#### This notebook contains all essential information crucial for utilizing Selenium, BeautifulSoup4 and Request packages in automating web-based applications.

#### Prepared and created by: Grace Choo, Data Analytics Manager

#### Created on: 30 November 2023

This notebook is develop in VS Code. For further information regarding VS code download and set up, you may refer to this very useful guide.
https://www.youtube.com/watch?v=zulGMYg0v6U

### Main Package that you will need to install are the following:

*selenium* - this is so that python is able to interact with web browser.

*beautifulsoup4* - Beautiful Soup is a library that makes it easy to scrape information from web pages.

*requests* - Requests allows you to send HTTP/1.1 requests extremely easily.

# To test if package already installed

In [6]:
import selenium
from bs4 import BeautifulSoup
import requests

# 1. Selenium method

We will be using Microsoft Edge as the web browser. Hence, ensure that you have the following in your PC:
    
    1. Microsoft Edge
    2. webdriver for Microsoft Edge. To get this, you can just Google Edge webdriver and download it. The webdriver for Edge should be something like this "msedgedriver.exe".
    Download the webdriver from https://developer.microsoft.com/en-us/microsoft-edge/tools/webdriver/
    Make sure that ther webdriver version matches the version of Microsoft Edge you have in your PC
    3. make sure that the browser location, 'webdriver_loc' in the code below refers to the correct location where you paste the webdriver.


#### Importing Packages

In [28]:
from selenium import webdriver
from selenium.webdriver.common.by import By
from selenium.webdriver.support.ui import WebDriverWait
from selenium.webdriver.support import expected_conditions as EC
from selenium.common.exceptions import ElementClickInterceptedException
from selenium.common.exceptions import InvalidArgumentException
from selenium.common.exceptions import TimeoutException
from selenium.common.exceptions import NoSuchElementException

## go to website

In [31]:
#Webdriver location:
webdriver_loc = r"C:\Users\cjyi3\OneDrive\Documents\Python Projects\202311_Webscrapping"

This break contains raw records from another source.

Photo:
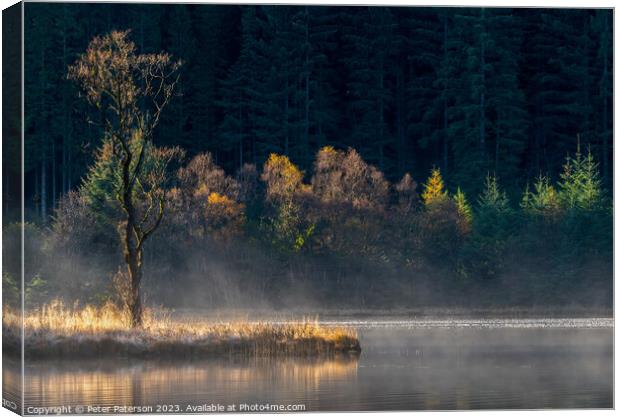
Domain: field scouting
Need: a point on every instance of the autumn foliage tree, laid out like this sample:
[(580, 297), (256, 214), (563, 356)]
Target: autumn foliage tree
[(131, 90)]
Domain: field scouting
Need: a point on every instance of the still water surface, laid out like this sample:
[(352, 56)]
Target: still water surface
[(404, 365)]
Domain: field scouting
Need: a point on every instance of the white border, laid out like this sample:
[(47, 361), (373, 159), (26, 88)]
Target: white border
[(488, 3)]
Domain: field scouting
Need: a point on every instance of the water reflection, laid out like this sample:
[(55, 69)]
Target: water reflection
[(133, 382), (399, 369)]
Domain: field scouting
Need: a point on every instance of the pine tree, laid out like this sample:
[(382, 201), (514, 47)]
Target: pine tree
[(434, 189), (580, 183), (371, 44), (462, 205), (544, 200), (492, 197)]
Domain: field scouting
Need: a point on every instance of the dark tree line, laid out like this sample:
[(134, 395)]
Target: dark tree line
[(468, 90)]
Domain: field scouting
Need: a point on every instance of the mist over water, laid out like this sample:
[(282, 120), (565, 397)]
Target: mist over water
[(403, 366)]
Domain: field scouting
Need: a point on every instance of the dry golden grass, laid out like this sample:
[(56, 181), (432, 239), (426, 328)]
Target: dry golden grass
[(56, 330)]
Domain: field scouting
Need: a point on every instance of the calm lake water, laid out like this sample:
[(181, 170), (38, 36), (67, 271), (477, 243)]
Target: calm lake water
[(404, 365)]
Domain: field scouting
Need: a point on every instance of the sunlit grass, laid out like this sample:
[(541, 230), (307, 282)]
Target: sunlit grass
[(58, 329)]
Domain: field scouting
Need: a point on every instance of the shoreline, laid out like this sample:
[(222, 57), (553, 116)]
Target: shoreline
[(422, 313)]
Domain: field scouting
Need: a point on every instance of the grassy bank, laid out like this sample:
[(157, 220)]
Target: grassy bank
[(56, 330)]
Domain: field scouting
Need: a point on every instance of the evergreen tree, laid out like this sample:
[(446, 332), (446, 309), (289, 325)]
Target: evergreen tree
[(580, 183), (434, 189)]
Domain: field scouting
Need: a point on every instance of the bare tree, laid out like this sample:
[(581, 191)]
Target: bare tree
[(131, 90)]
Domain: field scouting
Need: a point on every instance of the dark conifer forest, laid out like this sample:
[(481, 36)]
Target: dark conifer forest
[(338, 156)]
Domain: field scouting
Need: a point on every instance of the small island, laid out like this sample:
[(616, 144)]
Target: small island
[(57, 331)]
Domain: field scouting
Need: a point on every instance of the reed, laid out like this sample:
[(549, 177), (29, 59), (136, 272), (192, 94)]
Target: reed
[(56, 329)]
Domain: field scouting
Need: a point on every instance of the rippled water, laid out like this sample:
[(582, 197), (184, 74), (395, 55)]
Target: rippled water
[(404, 365)]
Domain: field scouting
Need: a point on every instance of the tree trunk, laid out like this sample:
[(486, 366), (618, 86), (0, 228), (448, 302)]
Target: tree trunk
[(134, 267)]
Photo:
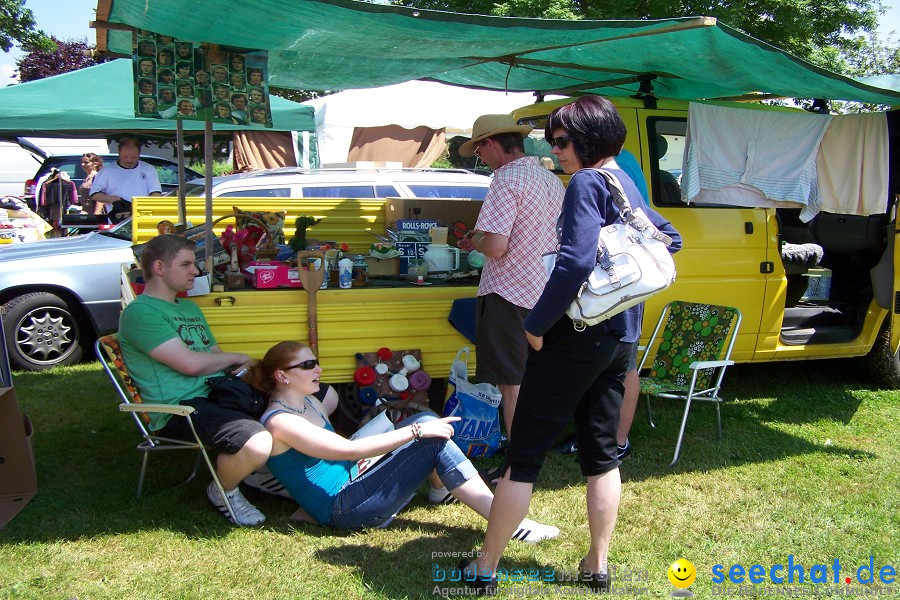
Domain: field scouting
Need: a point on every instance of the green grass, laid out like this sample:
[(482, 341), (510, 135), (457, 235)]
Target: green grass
[(807, 467)]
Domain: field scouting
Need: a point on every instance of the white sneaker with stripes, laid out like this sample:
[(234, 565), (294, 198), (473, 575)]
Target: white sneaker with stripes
[(533, 532), (245, 514)]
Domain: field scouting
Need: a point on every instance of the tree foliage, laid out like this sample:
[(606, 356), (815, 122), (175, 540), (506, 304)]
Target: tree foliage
[(822, 31), (67, 56), (17, 26)]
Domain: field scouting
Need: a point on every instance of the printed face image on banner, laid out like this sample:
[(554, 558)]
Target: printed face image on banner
[(182, 79)]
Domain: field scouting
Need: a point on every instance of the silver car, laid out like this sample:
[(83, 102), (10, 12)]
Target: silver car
[(57, 295)]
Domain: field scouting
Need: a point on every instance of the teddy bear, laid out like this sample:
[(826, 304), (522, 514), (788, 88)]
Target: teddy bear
[(273, 221)]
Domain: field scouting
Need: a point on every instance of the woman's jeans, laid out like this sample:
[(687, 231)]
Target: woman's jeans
[(374, 498)]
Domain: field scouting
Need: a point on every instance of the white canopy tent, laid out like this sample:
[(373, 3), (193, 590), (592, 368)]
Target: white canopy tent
[(410, 105)]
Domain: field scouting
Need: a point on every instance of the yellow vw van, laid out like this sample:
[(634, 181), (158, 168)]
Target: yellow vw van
[(733, 256)]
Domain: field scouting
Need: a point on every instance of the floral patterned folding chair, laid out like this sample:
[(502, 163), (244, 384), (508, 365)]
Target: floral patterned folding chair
[(693, 348)]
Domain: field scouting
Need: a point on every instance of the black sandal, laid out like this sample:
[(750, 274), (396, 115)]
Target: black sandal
[(479, 585), (599, 582)]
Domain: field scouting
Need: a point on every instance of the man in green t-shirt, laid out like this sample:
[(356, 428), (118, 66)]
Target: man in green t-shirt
[(170, 351)]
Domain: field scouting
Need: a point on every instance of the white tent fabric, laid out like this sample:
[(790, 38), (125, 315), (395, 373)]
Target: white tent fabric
[(408, 105)]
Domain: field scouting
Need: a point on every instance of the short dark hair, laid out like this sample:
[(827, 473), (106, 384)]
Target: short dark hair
[(164, 248), (594, 126)]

browser = webdriver.Edge(webdriver_loc + "\msedgedriver.exe")

#go to the website
browser.get('https://www.google.com/')

AttributeError: 'str' object has no attribute 'capabilities'

## find element by xpath

This is to let python know what element you want to interact with.

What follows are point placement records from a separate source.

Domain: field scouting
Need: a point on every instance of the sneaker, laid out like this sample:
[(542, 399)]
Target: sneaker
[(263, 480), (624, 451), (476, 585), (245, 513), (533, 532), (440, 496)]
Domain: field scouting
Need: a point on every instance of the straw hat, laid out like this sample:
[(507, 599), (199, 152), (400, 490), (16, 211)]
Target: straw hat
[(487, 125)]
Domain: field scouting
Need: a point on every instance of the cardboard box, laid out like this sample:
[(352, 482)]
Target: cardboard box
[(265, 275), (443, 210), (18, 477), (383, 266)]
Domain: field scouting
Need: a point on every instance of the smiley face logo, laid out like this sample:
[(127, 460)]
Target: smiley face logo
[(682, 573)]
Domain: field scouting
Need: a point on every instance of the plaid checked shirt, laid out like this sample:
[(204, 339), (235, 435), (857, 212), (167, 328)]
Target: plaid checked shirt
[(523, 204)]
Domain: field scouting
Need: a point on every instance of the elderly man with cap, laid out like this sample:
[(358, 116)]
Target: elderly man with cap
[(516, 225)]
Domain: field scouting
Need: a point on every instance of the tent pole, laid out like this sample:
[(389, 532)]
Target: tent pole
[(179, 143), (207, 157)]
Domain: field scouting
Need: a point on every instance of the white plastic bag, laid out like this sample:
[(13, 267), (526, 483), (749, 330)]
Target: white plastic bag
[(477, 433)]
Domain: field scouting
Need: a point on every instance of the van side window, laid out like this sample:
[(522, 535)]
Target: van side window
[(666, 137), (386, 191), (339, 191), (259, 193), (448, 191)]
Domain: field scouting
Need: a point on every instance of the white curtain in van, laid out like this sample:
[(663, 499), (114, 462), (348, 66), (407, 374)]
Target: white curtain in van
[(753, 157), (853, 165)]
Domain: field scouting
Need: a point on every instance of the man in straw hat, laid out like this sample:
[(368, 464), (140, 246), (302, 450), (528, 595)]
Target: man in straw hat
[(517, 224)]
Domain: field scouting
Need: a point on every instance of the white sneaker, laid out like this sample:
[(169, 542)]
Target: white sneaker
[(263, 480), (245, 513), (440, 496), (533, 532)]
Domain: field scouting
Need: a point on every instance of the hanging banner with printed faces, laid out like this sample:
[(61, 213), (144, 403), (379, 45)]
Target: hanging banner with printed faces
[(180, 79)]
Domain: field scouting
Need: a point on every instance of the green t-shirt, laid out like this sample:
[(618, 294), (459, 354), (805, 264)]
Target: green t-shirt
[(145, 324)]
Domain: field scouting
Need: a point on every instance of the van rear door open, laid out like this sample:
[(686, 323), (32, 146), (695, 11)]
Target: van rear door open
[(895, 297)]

hover your mouse to the item of interest and right click > select 'inspect'
right click the highlighted element and then select Copy Xpath
you should get the following code when you paste in your code:

/html/body/div[1]/div[3]/form/div[1]/div[1]/div[1]/div/div[2]/input

In [None]:
#This is the google search bar
browser.find_element(By.XPATH,'/html/body/div[1]/div[3]/form/div[1]/div[1]/div[1]/div/div[2]/input')

In [None]:
#You can give the above code a name like so (to make the code looks cleaner):
SearchBar = browser.find_element(By.XPATH,'/html/body/div[1]/div[3]/form/div[1]/div[1]/div[1]/div/div[2]/input')

## send_keys()
This is to submit words/phrases into a search bar or input bar in the website. Continue from 4.1.2 above:

In [None]:
SearchBar.send_keys('Zurich Insurance Malaysia')

## click()

This is to click on specified element. need to use a combination of find_element and XPATH.

In [None]:
#click on the google search button
browser.find_element(By.XPATH,'/html/body/div[1]/div[3]/form/div[1]/div[1]/div[3]/center/input[1]').click()

In [None]:
#You may also code it like so:
SearchButton = browser.find_element(By.XPATH,'/html/body/div[1]/div[3]/form/div[1]/div[1]/div[3]/center/input[1]')
SearchButton.click()


## WebDriverWait
This is to ask browser to wait for X seconds until the element is fully loaded before proceed to the next line of code. If the element loads exceeded X seconds, there will be a TimeoutException error.

In [None]:
#Eg. we set X = 30 seconds.
WebDriverWait(browser, 30).until(EC.visibility_of_element_located((By.XPATH, """/html/body/div[1]/div[3]/form/div[1]/div[1]/div[3]/center/input[1]""")))

## refresh()
This is to refresh browser. Sometimes website have issues and you want to start over, you can refresh the browser without having to start over from the top.

In [None]:
browser.refresh()

## quit()
This is to close browser.

In [None]:
browser.quit()

# Python code Basics

## Time/Datetime Basics

## time.sleep()
This is to specify python to count/wait for x seconds before proceed to the next line. For example:

In [None]:
import time
time.sleep(5)
print('Wait for 5 seconds')

## datetime.now()
To record the current date time.

In [None]:
#Import module
import datetime as dt

#Current datetime
CurrDateTime = dt.datetime.now()

#print out the current date time using the following format:
print('Current Time only (DD-MM-YYYY HH:MM:SS PM/AM): ' + CurrDateTime.strftime("%d-%m-%Y %I:%M:%S %p"))
print('Current Date only (YYYYMMDD format): ' + CurrDateTime.strftime('%Y%m%d'))
print('Current Time only (HH:MM:SS PM/AM): ' + CurrDateTime.strftime("%I:%M:%S %p"))

## try, except statement
The Python try…except statement runs the code under the “try” statement. If this code does not execute successfully, the program will stop at the line that caused the error and the “except” code will run. 

try:
    
    # Some Code

except:

    # Executed if error in the 'try' section

For example:

In [32]:
try:
    result = 6 // 0
    print("Yeah ! Your answer is : " + str(result))
except ZeroDivisionError:
    print("Sorry ! You are dividing by zero ")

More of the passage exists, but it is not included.